Paul Gauguin was a French post-impressionist artist, one of the fathers of modern art, inspiring the avant-gardes of the early twentieth century, who was born in Paris on June 7, 1848, and died on May 8, 1903, at the age of 53, in the Marquesas Islands, archipelago of French Polynesia.
One of the curiosities about Gauguin is that he was of Peruvian descent on his mother’s side; in fact, for political reasons that affected his father, the family moved to Lima, Peru, around 1851, a city where they lived until 1855, the year in which they returned to France, when Gauguin was 7 years old.

The stay of little Gauguin in the territory of the descendants of the Inca Empire, for some of his scholars, sows in him the gem that will awaken years later in his interior, consisting of the sensibility, interest and attraction for life of the aboriginal settlers in close coexistence with nature, their traditions and customs, which leads this artist to move away from civilized life, to go to places like Martinique, Tahiti and the Marquesas Islands, favorable scenarios to make a work uncontaminated by Western culture, purest, original and spiritual (1).

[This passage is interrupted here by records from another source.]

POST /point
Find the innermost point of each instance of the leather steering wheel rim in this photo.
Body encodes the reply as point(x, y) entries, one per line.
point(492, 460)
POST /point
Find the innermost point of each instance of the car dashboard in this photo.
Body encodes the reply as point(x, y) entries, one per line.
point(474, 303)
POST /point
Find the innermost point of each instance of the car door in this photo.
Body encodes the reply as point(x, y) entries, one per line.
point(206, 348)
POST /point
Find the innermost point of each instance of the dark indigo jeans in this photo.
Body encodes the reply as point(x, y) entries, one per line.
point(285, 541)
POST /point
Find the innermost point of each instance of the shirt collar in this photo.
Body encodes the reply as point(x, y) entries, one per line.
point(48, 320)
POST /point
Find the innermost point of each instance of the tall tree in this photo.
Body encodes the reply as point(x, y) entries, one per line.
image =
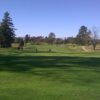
point(7, 31)
point(27, 38)
point(51, 38)
point(83, 37)
point(94, 37)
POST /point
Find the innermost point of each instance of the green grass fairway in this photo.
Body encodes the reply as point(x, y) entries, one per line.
point(64, 74)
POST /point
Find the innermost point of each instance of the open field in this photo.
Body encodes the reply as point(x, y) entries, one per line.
point(65, 73)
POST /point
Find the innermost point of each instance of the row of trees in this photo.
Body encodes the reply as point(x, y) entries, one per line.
point(85, 36)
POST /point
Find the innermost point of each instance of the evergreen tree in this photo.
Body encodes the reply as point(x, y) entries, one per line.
point(7, 31)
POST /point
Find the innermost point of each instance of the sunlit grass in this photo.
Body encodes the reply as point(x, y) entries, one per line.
point(66, 73)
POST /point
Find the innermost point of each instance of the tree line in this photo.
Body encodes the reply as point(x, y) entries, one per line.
point(85, 36)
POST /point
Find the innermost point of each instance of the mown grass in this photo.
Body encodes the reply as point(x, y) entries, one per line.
point(63, 74)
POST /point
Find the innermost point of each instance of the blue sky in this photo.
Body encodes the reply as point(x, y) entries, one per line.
point(40, 17)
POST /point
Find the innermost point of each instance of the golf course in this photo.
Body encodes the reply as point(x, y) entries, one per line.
point(49, 72)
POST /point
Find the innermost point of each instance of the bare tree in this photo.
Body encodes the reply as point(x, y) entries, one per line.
point(94, 37)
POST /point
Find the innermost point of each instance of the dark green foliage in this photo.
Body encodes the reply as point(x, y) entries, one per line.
point(27, 38)
point(51, 38)
point(6, 31)
point(83, 37)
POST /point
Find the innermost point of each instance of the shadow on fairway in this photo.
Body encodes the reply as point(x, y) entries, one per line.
point(28, 63)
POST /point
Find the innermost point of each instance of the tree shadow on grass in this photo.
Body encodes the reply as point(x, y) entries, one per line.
point(27, 63)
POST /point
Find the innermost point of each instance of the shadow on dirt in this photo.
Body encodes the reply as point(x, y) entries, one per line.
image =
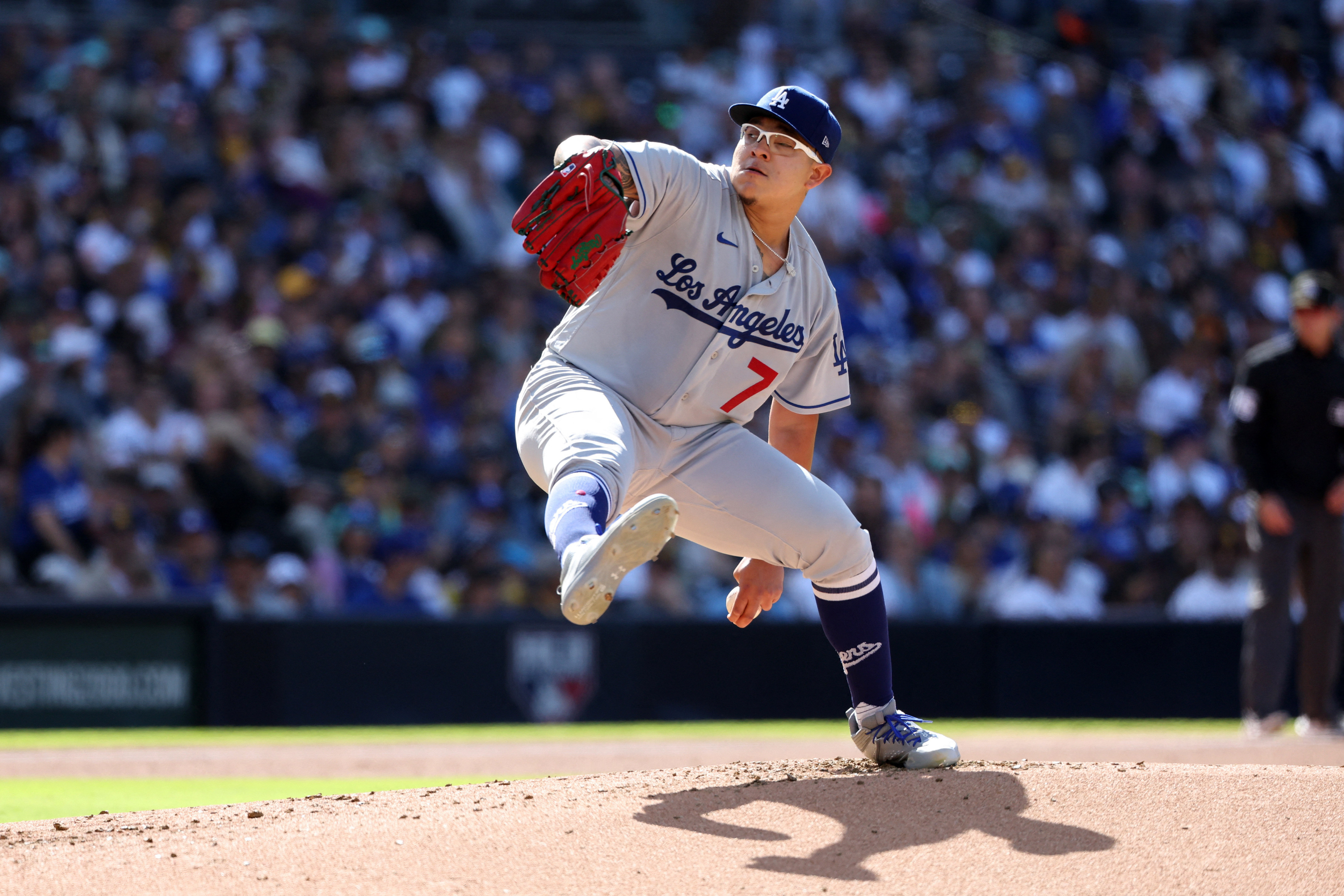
point(880, 812)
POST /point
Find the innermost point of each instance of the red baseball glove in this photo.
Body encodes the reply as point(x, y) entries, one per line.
point(574, 222)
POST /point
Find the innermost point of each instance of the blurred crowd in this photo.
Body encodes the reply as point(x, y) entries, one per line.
point(264, 319)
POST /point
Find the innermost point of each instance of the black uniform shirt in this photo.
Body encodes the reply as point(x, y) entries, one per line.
point(1289, 409)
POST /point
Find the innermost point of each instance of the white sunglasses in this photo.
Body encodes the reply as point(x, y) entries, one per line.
point(753, 135)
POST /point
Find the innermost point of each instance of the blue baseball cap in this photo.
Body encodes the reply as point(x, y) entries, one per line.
point(802, 111)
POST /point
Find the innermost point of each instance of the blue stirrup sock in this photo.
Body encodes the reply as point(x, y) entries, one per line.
point(854, 617)
point(578, 506)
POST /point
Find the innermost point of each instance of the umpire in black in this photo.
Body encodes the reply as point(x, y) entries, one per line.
point(1289, 441)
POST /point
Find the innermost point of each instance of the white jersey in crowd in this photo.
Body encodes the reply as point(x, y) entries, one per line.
point(686, 328)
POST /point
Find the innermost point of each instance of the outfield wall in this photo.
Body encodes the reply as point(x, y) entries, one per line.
point(76, 667)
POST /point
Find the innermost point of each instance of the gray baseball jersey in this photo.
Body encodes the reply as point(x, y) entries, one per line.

Gauguin lived a full life as a stockbroker, a job he shared in his spare time with painting. But after a crisis in the financial market this artist abandons that work and decides to devote himself entirely to art. He exhibited with the Impressionists, worked with Pissarro, Degas, Cézanne and Van Gogh, until he became disenchanted with Impressionism and Neo-Impressionism and decided to explore new techniques to renew his way of painting. His experience living with nature, the landscape, the customs, and traditions of the inhabitants of the aforementioned territories transforms his personality and his pictorial style.
Gauguin’s post-impressionist painting is characterized by the simplification of forms, exclusion of depth, of perspective; use of pure, very expressive colors that accentuate the flat configuration of the figures; suppression of shadows, chiaroscuro; application of a thick and dark line that delimits the contours of the images, a technical procedure known as “cloisonnism”, of an ornamental nature; symbolist painting with subjective, irrational and spiritual content.